Pada hari senin tanggal 16 Februari 2015 telah dilangsungkan diskusi tambang di Walhi Jambi. Diskusi dilatarbelakangi dengan kondisi memprihatinkan dengan derajat lingkungan hidup yang semakin menurun. Sementara pembukaan kawasan hulu Batangasai diberikan kepada perusahaan-perusahaan besar. Penghancuran kawasan hulu Sungai Batanghari melengkapi penguasaan tambang di Jambi.
Di satu sisi, kekayaan di sector tambang menimbulkan masalah lingkungna hidup. Jalan hancur. Permukaan tanah tercemar yang kemudian mengaliri sungai-sungai di hulu Batanghari. Korban berjatuhan.
Di sisi lain, sektor pertambangan 50 % areal tambang di Jambi belum tahap clean and clear. Belum lagi persoalan tambang di kawasan hutan lindung dan hutan konservasi.

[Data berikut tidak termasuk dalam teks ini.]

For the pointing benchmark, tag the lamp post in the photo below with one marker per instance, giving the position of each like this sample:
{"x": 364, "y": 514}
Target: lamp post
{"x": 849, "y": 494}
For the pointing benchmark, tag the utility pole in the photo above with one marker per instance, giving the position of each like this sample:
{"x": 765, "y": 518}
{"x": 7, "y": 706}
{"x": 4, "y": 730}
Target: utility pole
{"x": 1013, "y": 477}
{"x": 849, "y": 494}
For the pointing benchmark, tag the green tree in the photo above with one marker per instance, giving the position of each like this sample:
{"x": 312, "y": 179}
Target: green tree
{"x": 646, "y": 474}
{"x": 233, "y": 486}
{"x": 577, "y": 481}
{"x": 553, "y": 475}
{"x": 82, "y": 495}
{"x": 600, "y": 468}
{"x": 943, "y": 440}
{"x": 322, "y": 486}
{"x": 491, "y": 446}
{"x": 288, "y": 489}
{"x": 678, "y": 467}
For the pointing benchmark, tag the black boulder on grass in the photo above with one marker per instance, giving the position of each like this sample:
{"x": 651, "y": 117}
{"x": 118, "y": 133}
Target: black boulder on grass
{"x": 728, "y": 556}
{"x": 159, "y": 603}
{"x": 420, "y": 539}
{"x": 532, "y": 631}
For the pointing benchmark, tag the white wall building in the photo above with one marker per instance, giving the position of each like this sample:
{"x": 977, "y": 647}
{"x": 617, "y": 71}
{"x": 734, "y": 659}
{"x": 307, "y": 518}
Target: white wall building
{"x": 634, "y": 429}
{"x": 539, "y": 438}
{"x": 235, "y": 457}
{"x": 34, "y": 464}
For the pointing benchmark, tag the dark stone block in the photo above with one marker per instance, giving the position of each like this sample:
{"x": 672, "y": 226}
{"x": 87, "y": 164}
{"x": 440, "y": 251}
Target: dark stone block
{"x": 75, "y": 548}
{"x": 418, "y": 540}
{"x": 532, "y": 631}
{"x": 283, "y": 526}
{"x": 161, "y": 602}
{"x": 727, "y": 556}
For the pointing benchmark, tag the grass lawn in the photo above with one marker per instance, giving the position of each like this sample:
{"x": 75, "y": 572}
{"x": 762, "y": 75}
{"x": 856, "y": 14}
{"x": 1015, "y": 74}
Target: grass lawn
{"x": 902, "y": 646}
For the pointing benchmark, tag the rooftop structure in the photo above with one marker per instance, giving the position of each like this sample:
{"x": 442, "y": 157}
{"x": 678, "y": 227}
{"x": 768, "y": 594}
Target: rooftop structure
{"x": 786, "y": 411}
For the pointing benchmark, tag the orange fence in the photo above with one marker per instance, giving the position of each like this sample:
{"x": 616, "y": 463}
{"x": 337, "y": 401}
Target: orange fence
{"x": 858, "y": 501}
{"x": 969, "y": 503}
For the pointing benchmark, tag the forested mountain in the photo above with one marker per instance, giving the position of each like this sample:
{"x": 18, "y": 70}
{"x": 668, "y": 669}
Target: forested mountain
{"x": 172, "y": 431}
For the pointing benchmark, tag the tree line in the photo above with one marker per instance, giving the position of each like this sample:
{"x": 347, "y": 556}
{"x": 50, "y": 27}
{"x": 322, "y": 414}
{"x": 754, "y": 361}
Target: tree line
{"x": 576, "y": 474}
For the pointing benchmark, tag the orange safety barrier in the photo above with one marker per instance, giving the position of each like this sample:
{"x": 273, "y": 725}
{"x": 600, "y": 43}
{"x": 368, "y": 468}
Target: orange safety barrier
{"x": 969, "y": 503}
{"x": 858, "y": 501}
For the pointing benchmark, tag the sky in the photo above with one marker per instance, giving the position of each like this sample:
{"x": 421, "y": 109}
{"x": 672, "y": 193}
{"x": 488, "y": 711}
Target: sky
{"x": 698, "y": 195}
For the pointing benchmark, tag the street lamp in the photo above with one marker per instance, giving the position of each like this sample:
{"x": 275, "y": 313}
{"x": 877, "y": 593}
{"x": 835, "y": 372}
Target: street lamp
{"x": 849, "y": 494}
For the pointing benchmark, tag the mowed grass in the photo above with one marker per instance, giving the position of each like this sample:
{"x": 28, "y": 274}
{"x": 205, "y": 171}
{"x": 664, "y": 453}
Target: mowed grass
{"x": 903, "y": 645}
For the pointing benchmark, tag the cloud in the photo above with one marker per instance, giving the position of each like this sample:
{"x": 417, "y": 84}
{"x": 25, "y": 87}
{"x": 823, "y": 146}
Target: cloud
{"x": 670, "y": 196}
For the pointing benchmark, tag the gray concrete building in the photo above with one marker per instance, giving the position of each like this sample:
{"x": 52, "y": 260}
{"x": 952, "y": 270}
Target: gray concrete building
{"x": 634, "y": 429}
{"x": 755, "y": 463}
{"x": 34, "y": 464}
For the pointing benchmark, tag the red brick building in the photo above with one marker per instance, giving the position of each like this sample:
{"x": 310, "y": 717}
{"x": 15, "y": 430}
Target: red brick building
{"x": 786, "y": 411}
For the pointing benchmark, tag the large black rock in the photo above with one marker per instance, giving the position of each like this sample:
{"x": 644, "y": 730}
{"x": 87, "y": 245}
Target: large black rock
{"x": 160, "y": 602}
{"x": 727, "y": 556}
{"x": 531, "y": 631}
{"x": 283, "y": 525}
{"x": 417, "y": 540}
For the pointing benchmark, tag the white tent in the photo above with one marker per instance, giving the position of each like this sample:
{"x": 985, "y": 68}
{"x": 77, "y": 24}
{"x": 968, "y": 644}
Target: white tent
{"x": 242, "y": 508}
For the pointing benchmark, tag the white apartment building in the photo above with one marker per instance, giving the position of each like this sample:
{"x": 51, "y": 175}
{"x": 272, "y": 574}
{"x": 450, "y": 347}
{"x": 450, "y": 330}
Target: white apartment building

Didalam diskusi yang dihadiri berbagai kalangan termasuk Polda Jambi kemudian ditemukan berbagai persoalan. Diantaranya yang disampaikan oleh Edo Rahman (Manager Kampanye Walhi Nasional) membicarakan pertambangan harus dilihat dari pra tambang, proses tambang dan paska tambang. Masing-masing tahap menimbulkan persoalan. Di pra tambang persoalan bermula dari penetapan wilayah tambang yang “tidak melibatkan partisipasi masyarakat”, RTRW dan kecendrungan yang memandang wilayah sumatera sebagai “lumbung energi”. Di proses tambang terjadi persoalan dan konflik sosial. Misalnya limbah, prostitusi, persoalan perempuan, anak di tambang dan persoalan lain seperti konflik antara masyarakat dengan tambang. Sedangkan di proses pasca tambang persoalan yang terjadi adalah reklamasi, pencemaran dan limbah.
Paparan ini kemudian diamini oleh Ilham dari Warsi yang menyebutkan “proses penetapan wilayah tambang harus melibatkan masyakarat” karena merupakan putusan MK tentang UU Minerba. Namun selain membicarakan tambang di daerah hulu, persoalan tambang di daerah hilir lebih banyak kepada persoalan migas. Misalnya di Petrochina. Ilham bingung dengan sikap Pemerintah Kabupaten Tanjabtim dan Tanjabbar. Sebelumnya ngotot mempersoalkan penutupan sumur-sumur petrochina. Namun kemudian berita hilang.
Sedangkan Baya dari Setara menyebutkan, didalam melakuan penilaian terhadap persoalan tambang juga harus memperhatikan terhadap “cost” kerusakan tambang dibandingkan dengan manfaat yang didapatkan masyarakat. Kampanye ini harus terus menerus disampaikan agar Pemerintah lebih memperhatikan tambang daripada sekedar ekspoitasi tambang.
Dari sudut pandang lain, Gusdi warman menyebutkan persoalan tambang di Perentak daerah berbatasan dengan kerinci. Persoalan di sana sudah rumit. Selain berkaitan dengan Pilkada, daya rusak tambang juga banyak melibatkan berbagai kalangan.
Edi dari SSS-Pundi menyebutkan persoalan tambang di hulu adalah berkaitan dengan PT. Antam. Ini sungguh berbahaya bagi kehidupan masyarakat.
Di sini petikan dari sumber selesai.